You are viewing a plain text version of this content. The canonical link for it is here.
Posted to users@kafka.apache.org by Vjeran Marcinko <vj...@email.t-com.hr> on 2014/01/27 11:44:06 UTC

Event data modelling best practices?

Hi,

This I guess is not just question for Kafka, but for all event driven
systems, but since most of people here deal with events, I would like to
hear some basic suggestions for modelling event messages, or even better,
pointer to some relevant literature/website that deals with this stuff?

Anyway, my quetions are something like this...

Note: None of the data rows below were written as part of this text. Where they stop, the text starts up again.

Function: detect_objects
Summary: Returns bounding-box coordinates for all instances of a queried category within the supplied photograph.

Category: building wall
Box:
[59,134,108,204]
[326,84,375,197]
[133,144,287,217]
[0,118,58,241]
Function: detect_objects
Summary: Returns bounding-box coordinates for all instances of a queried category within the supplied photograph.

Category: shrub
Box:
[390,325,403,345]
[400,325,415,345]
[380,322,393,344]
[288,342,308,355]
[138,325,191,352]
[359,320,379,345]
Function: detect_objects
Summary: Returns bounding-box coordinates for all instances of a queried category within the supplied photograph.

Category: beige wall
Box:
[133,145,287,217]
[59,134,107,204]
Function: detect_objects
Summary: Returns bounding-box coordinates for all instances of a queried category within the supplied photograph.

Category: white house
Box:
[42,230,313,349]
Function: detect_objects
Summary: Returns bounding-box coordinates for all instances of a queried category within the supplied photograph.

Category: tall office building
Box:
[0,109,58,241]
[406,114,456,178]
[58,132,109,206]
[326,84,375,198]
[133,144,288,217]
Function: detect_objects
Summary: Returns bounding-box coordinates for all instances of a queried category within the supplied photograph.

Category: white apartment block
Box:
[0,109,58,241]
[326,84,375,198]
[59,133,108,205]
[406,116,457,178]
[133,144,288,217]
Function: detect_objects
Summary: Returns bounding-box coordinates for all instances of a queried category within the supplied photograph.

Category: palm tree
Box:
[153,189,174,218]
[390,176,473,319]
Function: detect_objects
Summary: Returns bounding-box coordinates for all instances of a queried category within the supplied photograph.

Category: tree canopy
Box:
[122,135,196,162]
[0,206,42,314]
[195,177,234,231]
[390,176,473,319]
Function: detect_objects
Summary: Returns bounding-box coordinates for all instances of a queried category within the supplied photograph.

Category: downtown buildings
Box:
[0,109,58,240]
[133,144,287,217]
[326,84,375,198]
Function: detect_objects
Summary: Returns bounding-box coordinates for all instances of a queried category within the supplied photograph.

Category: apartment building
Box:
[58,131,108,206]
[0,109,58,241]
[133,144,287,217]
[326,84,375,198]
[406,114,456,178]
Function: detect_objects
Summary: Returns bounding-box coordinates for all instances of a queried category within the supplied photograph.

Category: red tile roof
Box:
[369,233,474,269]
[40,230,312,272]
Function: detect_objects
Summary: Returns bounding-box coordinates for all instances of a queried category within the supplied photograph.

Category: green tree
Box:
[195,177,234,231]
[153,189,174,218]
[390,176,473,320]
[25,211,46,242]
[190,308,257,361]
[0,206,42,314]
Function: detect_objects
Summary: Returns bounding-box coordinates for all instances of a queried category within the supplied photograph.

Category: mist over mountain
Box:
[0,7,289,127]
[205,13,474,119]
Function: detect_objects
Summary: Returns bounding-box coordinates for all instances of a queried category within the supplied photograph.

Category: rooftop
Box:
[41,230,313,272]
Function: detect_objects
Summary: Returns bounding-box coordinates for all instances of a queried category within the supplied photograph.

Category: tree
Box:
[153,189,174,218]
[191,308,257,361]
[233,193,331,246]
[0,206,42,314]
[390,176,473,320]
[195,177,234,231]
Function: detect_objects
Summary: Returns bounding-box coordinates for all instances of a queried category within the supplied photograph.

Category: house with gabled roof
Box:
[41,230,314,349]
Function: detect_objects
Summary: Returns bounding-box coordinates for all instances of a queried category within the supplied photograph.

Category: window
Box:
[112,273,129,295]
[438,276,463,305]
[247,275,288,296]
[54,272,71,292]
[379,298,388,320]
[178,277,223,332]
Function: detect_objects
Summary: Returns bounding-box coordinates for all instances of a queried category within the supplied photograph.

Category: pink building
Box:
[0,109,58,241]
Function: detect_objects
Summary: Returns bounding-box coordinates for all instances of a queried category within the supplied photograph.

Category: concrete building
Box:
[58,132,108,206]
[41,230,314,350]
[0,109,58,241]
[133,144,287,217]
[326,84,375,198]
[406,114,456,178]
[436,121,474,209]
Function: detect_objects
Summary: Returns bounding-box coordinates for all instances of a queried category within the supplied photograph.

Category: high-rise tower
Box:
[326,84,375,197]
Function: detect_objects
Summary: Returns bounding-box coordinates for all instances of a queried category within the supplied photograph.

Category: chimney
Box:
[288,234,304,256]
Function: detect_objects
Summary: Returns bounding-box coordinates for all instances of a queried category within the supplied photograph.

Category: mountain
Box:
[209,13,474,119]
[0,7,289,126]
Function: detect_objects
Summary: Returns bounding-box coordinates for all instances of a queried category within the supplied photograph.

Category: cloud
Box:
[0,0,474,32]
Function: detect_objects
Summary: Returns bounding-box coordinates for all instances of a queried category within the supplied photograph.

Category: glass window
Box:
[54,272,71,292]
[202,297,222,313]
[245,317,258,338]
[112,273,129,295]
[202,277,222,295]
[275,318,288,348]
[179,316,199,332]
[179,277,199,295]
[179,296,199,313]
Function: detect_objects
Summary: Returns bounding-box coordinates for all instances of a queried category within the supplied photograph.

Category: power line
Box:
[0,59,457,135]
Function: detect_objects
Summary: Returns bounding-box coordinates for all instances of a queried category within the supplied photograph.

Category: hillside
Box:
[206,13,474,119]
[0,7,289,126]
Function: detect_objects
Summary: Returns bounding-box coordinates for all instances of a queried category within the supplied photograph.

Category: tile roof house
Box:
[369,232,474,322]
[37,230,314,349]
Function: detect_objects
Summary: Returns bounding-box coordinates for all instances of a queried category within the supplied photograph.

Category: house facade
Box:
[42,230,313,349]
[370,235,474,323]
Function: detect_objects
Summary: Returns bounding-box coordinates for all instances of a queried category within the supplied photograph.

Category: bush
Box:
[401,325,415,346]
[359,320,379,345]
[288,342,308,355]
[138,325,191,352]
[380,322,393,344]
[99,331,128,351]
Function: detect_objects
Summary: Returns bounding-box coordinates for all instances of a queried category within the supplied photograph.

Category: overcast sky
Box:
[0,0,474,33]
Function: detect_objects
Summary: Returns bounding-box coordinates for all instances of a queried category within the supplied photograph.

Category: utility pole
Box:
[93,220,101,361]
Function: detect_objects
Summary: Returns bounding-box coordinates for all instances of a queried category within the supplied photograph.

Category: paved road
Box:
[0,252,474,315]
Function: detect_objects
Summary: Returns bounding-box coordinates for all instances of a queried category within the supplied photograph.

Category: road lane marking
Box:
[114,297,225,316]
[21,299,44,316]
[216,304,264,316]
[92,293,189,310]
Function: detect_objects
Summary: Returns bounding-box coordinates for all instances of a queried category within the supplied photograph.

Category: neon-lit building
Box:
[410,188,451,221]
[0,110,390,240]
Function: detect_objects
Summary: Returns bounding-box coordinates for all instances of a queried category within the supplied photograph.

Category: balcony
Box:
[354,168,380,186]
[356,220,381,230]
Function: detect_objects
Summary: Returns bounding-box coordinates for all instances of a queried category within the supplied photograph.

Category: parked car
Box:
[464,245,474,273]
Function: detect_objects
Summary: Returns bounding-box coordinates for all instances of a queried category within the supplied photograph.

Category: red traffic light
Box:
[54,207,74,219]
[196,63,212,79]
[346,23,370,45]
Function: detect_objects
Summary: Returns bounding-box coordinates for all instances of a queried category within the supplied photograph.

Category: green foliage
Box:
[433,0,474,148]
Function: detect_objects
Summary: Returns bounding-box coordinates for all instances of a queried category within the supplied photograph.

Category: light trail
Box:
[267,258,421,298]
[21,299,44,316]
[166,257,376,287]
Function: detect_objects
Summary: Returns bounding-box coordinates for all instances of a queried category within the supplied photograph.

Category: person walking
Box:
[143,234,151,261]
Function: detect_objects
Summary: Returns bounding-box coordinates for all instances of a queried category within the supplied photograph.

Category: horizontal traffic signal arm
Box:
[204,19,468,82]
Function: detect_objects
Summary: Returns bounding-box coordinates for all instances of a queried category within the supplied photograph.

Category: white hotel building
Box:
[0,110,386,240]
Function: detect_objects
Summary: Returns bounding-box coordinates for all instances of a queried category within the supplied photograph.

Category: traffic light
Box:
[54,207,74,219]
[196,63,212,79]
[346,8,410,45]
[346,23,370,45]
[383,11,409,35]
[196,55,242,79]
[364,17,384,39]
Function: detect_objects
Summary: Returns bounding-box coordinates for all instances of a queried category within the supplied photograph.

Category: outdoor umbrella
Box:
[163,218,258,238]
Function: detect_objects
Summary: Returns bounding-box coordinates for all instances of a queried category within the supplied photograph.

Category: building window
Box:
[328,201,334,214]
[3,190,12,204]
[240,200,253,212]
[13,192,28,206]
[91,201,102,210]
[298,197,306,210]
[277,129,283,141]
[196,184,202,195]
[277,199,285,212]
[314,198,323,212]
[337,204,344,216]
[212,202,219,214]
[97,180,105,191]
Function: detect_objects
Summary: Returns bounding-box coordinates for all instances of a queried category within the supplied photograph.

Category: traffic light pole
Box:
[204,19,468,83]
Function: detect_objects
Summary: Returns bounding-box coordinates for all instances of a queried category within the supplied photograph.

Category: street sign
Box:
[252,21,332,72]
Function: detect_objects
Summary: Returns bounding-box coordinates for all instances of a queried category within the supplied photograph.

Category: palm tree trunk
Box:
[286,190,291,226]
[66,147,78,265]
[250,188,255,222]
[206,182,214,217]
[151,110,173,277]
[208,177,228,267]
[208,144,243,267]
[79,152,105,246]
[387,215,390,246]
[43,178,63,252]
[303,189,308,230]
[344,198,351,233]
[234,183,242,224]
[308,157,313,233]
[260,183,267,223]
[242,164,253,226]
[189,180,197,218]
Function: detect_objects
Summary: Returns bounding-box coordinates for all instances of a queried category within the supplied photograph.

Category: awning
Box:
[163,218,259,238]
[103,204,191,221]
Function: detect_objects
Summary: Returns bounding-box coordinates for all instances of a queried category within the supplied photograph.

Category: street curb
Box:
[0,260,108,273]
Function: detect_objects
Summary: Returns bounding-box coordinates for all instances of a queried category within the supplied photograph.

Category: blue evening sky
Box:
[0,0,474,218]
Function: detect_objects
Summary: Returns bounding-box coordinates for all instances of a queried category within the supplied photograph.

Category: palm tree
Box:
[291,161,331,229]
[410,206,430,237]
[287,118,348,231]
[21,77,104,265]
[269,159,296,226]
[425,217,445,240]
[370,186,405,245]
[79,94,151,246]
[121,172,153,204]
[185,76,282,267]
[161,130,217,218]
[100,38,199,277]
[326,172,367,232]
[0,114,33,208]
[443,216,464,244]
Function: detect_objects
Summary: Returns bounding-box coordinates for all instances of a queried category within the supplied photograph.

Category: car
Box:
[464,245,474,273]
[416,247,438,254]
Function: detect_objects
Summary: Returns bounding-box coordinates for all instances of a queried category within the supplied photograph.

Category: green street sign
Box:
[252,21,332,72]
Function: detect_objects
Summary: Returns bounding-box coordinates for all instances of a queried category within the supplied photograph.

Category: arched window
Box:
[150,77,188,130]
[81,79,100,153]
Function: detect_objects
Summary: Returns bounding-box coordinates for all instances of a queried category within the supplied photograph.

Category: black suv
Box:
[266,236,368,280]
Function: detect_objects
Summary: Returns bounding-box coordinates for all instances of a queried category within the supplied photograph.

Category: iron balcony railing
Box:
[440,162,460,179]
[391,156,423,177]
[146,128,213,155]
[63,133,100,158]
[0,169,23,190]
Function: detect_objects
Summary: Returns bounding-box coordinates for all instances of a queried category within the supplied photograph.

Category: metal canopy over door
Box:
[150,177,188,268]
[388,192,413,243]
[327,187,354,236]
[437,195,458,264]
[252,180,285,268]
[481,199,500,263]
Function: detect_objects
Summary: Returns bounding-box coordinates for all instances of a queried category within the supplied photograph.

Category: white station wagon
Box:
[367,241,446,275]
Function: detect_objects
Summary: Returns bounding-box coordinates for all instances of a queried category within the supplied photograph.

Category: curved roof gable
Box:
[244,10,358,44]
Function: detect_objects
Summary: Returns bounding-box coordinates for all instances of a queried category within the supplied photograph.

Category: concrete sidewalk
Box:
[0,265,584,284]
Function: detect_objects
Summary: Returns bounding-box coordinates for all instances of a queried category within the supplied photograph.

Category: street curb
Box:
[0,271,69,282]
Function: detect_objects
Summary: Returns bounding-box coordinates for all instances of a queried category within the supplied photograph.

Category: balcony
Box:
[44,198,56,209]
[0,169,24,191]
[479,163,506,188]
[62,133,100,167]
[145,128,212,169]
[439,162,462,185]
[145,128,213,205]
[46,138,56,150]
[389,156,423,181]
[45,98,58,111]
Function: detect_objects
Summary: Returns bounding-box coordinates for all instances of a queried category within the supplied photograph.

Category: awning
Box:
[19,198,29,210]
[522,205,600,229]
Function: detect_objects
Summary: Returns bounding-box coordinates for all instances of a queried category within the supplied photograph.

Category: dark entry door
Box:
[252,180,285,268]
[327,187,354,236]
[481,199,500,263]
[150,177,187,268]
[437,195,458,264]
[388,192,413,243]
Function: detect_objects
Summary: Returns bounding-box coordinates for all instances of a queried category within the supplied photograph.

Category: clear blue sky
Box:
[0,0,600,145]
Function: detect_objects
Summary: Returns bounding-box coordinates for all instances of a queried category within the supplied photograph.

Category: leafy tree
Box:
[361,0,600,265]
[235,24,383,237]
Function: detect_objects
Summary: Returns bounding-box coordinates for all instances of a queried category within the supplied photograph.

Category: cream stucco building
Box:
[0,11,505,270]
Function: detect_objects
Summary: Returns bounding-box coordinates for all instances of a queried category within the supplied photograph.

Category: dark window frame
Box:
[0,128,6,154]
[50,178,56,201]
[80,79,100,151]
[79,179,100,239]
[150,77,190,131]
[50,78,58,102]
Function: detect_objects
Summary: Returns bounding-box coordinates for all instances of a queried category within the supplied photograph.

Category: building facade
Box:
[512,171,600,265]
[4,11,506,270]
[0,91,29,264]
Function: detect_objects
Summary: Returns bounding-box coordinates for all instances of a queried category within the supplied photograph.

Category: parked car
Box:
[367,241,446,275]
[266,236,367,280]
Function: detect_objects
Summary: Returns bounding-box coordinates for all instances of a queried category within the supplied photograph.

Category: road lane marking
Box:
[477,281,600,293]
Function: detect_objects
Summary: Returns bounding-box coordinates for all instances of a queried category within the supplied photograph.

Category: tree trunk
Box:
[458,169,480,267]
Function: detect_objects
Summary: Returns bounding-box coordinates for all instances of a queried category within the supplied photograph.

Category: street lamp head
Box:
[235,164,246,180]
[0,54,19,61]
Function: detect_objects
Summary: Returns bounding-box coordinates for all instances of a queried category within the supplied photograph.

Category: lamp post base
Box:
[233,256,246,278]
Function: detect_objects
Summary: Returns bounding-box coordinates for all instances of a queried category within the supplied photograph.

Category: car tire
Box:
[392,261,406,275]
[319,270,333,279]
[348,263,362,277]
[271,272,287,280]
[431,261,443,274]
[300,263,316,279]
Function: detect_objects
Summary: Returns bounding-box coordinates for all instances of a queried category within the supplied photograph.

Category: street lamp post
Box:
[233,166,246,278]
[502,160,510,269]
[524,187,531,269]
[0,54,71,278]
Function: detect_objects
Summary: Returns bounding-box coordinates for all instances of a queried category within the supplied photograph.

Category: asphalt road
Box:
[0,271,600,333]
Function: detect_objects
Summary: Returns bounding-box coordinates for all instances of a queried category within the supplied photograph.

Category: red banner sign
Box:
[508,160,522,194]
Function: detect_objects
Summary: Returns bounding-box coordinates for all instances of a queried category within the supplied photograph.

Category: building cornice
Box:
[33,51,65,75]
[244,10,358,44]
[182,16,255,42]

If I have event that is spawned when some request is processed, such as:

BankAccountService.credit(long bankAccountId, long amount);
, and event that is triggered then is (in some pseudo data structure):

BankAccountCredited {
	long bankAccountId;
	long amount;
}

1. If I leave just these pieces of data in this event, the consumer would
not be able to reconstruct the state of bank account (account's balance
being the piece of state that changed), if not having the same logic present
in event accumulator (which is especially very problematic when code
versioning is in place, which is practically alwys)?

2. Because of previous code/logic requirement to reconstruct state, I guess
it would be wise to include piece of account state that changed, such as
adding balance after tha credit request execution:
BankAccountCredited {
	long bankAccountId;
	long amount;
	long balance;
}

3. Another option that maybe seems better when thinking that many different
events will want to report state of acount after action, then nested Bank
Account dana structure seems better, right?

BankAccountCredited {
	long amount;
	BankAccount {
		long id;
		long balance;
		boolean active;
	}
}
We can see that in this case there is also some fields rpesent (active) of
account entitiy that were not directly affected by credit action, but we
have them here because BankAccount dana structure contains all of fields,
that is OK, right?

4. What is some downstream consumers are interested in all events
("category") that change account's balance, meaning, maybe the consumer
doesn't care if event is BankAccountCredited or BankAccountDebited, because
he is interested in the category of evevnts that can be described as
"BankAccountBalanceChanged". Since there is no "supertyping" usually present
in popular serialization libs (Avro, Thrift...), how do you implement this -
do you subscribe consumer individually to all topics that contrain events
that change bank account balance, or you create one topic that contains all
of evevtns of that particular category? (the later aproach would not work
because categories doesn't have to be so straightforward, many events have
many-to-many relationship to various categories - in java it would simply be
implemented with using interfaces to mark categories, but here we don't have
that option)

5. What if some action mutate several entities when being processed? Do you
spawn 2 events from application layer, or you publish just one which
subsequently, by some real-time rpocessor, triggers spawning 2 various ones
- each for different  entitiy that was affected?

I could probably think of some other questions, but you get the point what
I'm interested in..

Best regards,
Vjeran